We have demonstrated the Python SDK in the user guide example. For the full documentation for interactive python sdk reference, please refer to Python SDK Reference.

Troubleshooting¶

Viewing logs¶

You can view the logs of each Pod using the command kubectl logs ${POD_NAME}.

It is common to check the logs of Frontend and Store roles. When debugging, it is often necessary to check the logs of Coordinator as well. The logs of Frontend include the logs of the Compiler that generates the logical query plan, while the logs of Store include the logs of the query engine execution. For example,

kubectl logs demo-graphscope-store-frontend-0
kubectl logs demo-graphscope-store-store-0

Configuring logs¶

Groot uses logback as the logging library for the Java part, and log4rs as the logging library for the Rust part.

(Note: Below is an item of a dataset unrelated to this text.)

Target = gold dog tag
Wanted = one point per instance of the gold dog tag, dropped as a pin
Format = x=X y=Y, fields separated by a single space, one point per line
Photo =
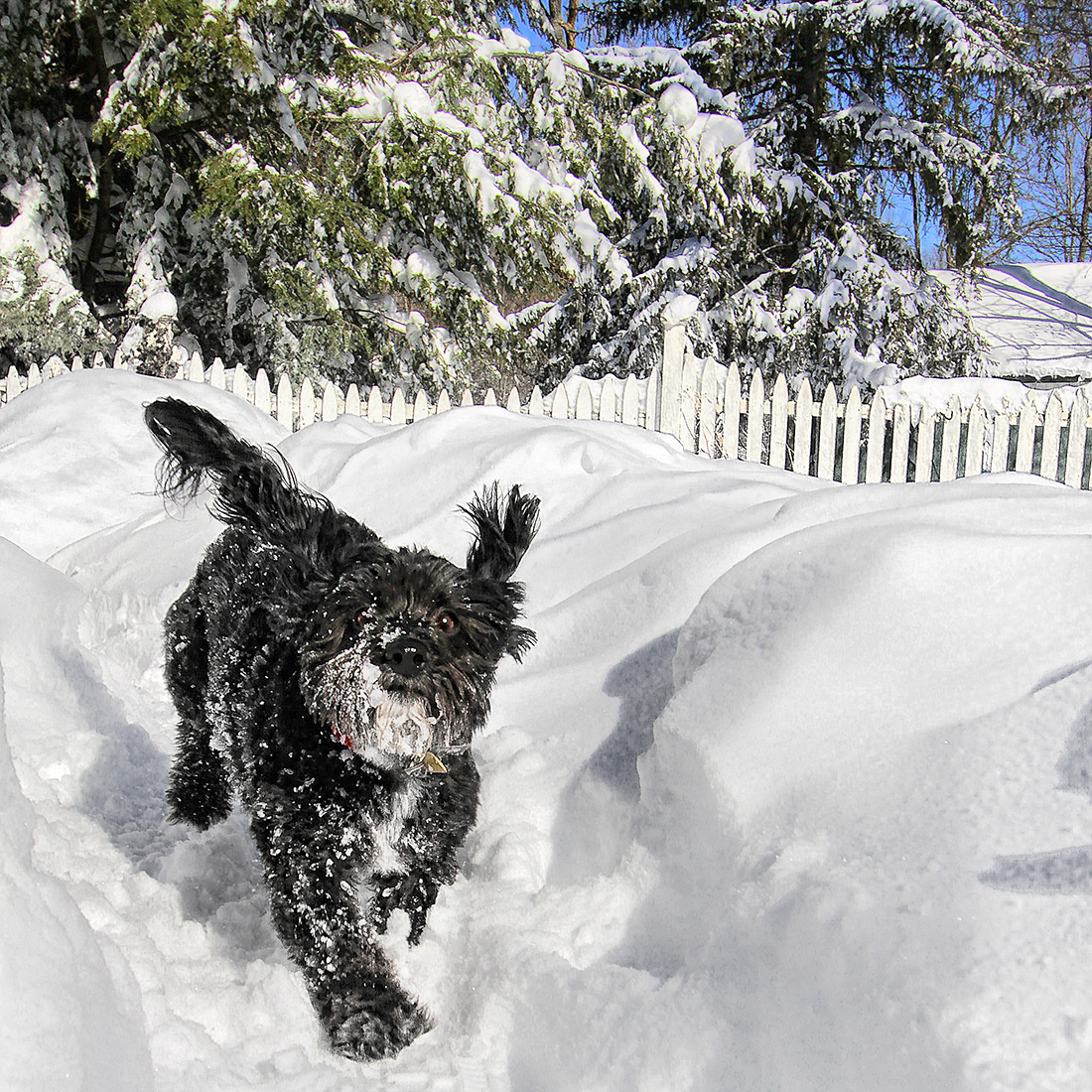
x=433 y=763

Both of these logging libraries support automatic periodic reloading of configuration, which means that the logging configuration file can be changed and will take effect after a short time (up to 30 seconds).

The location of the logging configuration file in the container is:

configuration file of logback is in /usr/local/groot/conf/logback.xml
configuration file of log4rs is in /usr/local/groot/conf/log4rs.yml

Secondary Instance¶

Groot support open secondary instance along with primary instances. It leverages the Secondary Instance of RocksDB to provide the ability to serve the querying requests as well as catching up the schema and data updates.

To use it, just set the secondary.enabled=true in the helm charts. Also remember the data path, ZK connect string as well as Kafka endpoint and topic should be as same as the primary instance. And use a different zk.base.path for each secondary instance to avoid conflict with each other when doing node discovery.

storeGcIntervalMs controls how often should the secondary perform a try_catch_up_with_primary call, default to 5000 which is 5 seconds.

Traces¶

use --set otel.enabled=true to enable trace export.

Write High-availability¶

use --set write.ha.enabled=True in multi-pod deployment mode to open a backup store pod.